訴えていたのは、埼玉県熊谷市のお店の店長さん・高野広志さん。
店長昇格は99年でしたが、月40~50時間の残業が続き、2ヶ月間休めなかったこともあったそうです。
ぎっくり腰で労災認定を受けたり、午前5時台の出社が続いて、医師から脳梗塞の可能性も指摘されたと。
マクドナルドに限らず、チェーン展開するファーストフードや飲食店などには、同様の形態の「一人店長」が多くいます。
「店長」と名が付くと、経営側と同等の権限や、給料面での優遇も想像されます。
マクドナルド側が言うような「店長」=「管理監督者」となれば、労働基準法の適用外になって、残業代は払われなくなるわけです。

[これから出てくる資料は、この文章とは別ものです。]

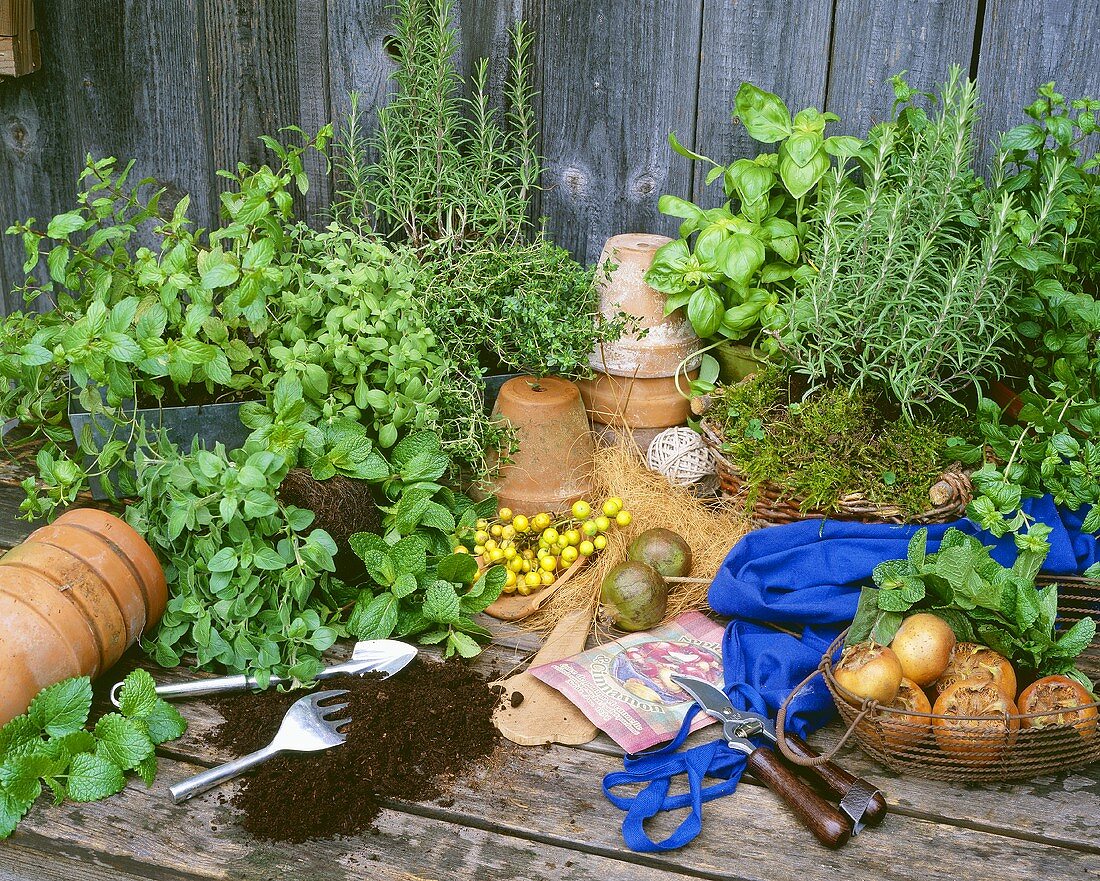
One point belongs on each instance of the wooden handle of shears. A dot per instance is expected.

しかし地裁は、実態は権限も裁量もないと判決を下しました。
品質・売り上げ管理、調理や接客など、労働時間の自由裁量と認められない点や、年収や待遇も十分ではないとの指摘です。
勇気ある裁判だったと思います。本当に大きな勝利!
同じような立場にいる「一人店長」さんにも、大きな励みになるのではないでしょうか。
妻の邦子さんの、同じような境遇の方々へのコメントに、考えさせられました。
「あなたが(過労死で)亡くなったら悲しむのは家族。
もう一度働くことの意義を考えて、命があるうちに立ち上がってほしい」
日本マクドナルド側は控訴する方向のようですが、もし高野さんが過労死でもしていたら、どのように責任を取るつもりだったのでしょうか。
他国のマクドナルドチェーンでは、こんな裁判は起きるのでしょうか?
働くルールが不十分だから、日本では死ぬまで働かせる横暴が、いつまでもなくならないわけです。
マクドナルド1社の問題でなく、日本の政治のあり方全体を問わなければいけません。